H
appy New Year! I feel duty bound to begin this week’s Editor’s Note like this. It’s like a tic. How was your break? Good thanks. The conversation flows almost without thinking, much as the months and years roll on slowly and then, apparently, oh-so-quickly. Isn’t 2026 supposed to be some strange time in the future? And yet, here we are, with no flying cars to be seen.
My Christmas gift this year, in contrast, was a kidney stone, which felt positively medieval. I will spare you the details, but I can confirm the A&E doctor’s declaration that it was “ten out of ten pain” with little by way of treatment. My advice: don’t get one. The only person who seemed to be having a worse time than me at this point was Keir Starmer, who had tweeted his delight that the Egyptian prisoner Alaa Abd El-Fattah had been reunited with his family in Britain, sparking a storm that ruined his Christmas – and that of his staff, who were dragged from their breaks to deal with it.
“In the life of any government, however safe its majority,” observed the journalist and author Christopher Booker, “there comes a moment when the social movements of which it had once been the expression turn inexorably against it.” This does indeed seem to be the case with this government, which cannot catch a break.
Sorrows such as these do not tend to come in single spies. The furore over El-Fattah only seemed to pass when another crisis pushed it to the side: Donald Trump’s invasion and abduction of the Venezuelan president, Nicholás Maduro, on Saturday 3 January. Then Trump declared, once again, that his sights were set on Greenland. By Monday there was open speculation over the end of Nato. The single sorrow had turned into a battalion.

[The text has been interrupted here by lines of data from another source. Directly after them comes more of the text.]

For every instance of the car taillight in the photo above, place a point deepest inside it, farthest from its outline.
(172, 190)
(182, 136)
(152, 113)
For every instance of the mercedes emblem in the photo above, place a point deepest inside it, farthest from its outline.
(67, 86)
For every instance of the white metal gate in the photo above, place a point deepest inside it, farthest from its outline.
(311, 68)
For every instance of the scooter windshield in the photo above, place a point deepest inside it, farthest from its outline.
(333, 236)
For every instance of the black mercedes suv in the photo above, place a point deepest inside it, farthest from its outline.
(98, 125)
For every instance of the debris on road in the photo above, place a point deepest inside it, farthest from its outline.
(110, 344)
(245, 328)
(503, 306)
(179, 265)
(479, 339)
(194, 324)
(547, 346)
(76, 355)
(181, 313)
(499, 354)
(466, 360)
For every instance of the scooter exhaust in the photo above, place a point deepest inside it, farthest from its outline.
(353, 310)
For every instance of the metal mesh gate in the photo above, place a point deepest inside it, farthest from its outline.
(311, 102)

It was in the midst of the opening abduction crisis on Saturday that we decided – once I had picked the marmalade off the floor – the only thing to do was to rip up the original plan for this week’s edition. This 80-page special edition is the result. In it, we have tried to cover as many of the angles of this developing crisis as we can, from the threat to Greenland to the consequences for Britain, the European Union and even the Maga movement itself.
This week’s bumper edition coincides with a few small changes to the magazine, intended to bring a little light – and humour – into our lives, as the world outside gets a little darker. The front pages, renamed The Staggers, now include a new weekly feature: a revamped This England, brought forward from the back pages, celebrating the overlooked and unreported eccentricities of this strange sceptred isle. The This England column is replaced by a new feature delving into that eccentric national institution: the pub. We intend this little feature, Beer and Sandwiches, to celebrate the best public houses in the land, the less well-known the better.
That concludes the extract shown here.